CALCIUM, IONIZED, whole blood (8000100139)
Test Mnemonic:

AC CA2+         

Specimen Requirements:
Collection:

1 mL of blood in syringe or vacutainer containing balanced/titrated heparin. Care should be taken to avoid drawing air into the syringe. Remove any bubbles from the syringe immediately. Venous blood should be collected with the tourniquet in place. Do not release the tourniquet before collecting the ionized calcium sample. Immediately place the specimen on ice.  "DO NOT OPEN the specimen."

Minimum Volume:

0.5mL of blood

Storage/Transport:

Delivered to Sample Management within 10  minutes of collection

Causes for Rejection:

Clotted; blood leaking from syringe; large air space or bubbles in syringe; syringes with needles attached; and specimens not delivered to the lab within allotted time; incomplete and/or incorrect sample identification, improper storage/transport.             

Specimen Preparation:

 

Keep specimen at room temperature as long as the analysis is completed within 30 minutes of collection. (If ordered without ABG, analysis must be completed within 2 hours of collection).

Methodology:
Performed:

Clinical Chemistry                      

Turnaround Time:

STAT: 10 minutes; CODE: 5 minutes

Reference Range:

By report (reports may vary based on instrumentation, patient age and sex)

CPT 4 Code:

82330

Note:

The sample must be collected and kept anaerobic. Do not use anticoagulants containing citrate, EDTA, fluoride, or oxalate.   Green-stoppered tubes are also not acceptable. Heparin sources other than balanced/titrated heparin may influence the ionized calcium significantly and unpredictably.

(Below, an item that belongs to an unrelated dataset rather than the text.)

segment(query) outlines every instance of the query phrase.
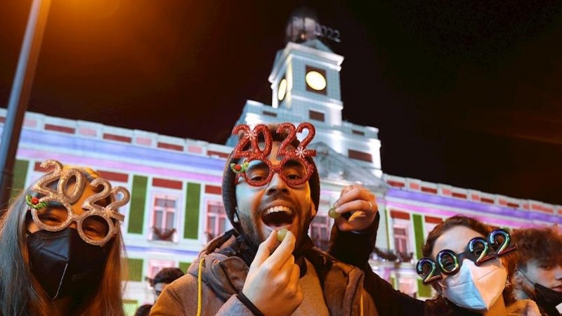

Effective Date: 12/27/2013
Reviewed By/Date: Okorodudu, Anthony - 01/30/2020
Approved By/Date: Okorodudu, Anthony - 12/20/2022
When ordering tests for which Medicare or Medicaid reimbursement will be sought, physicians should only order tests that are medically necessary for the diagnosis or treatment of the patient. Components of the organ or disease panels may be ordered individually. The diagnostic information must substantiate all tests ordered and must be in the form of an ICD-10 code or its verbal equivalent.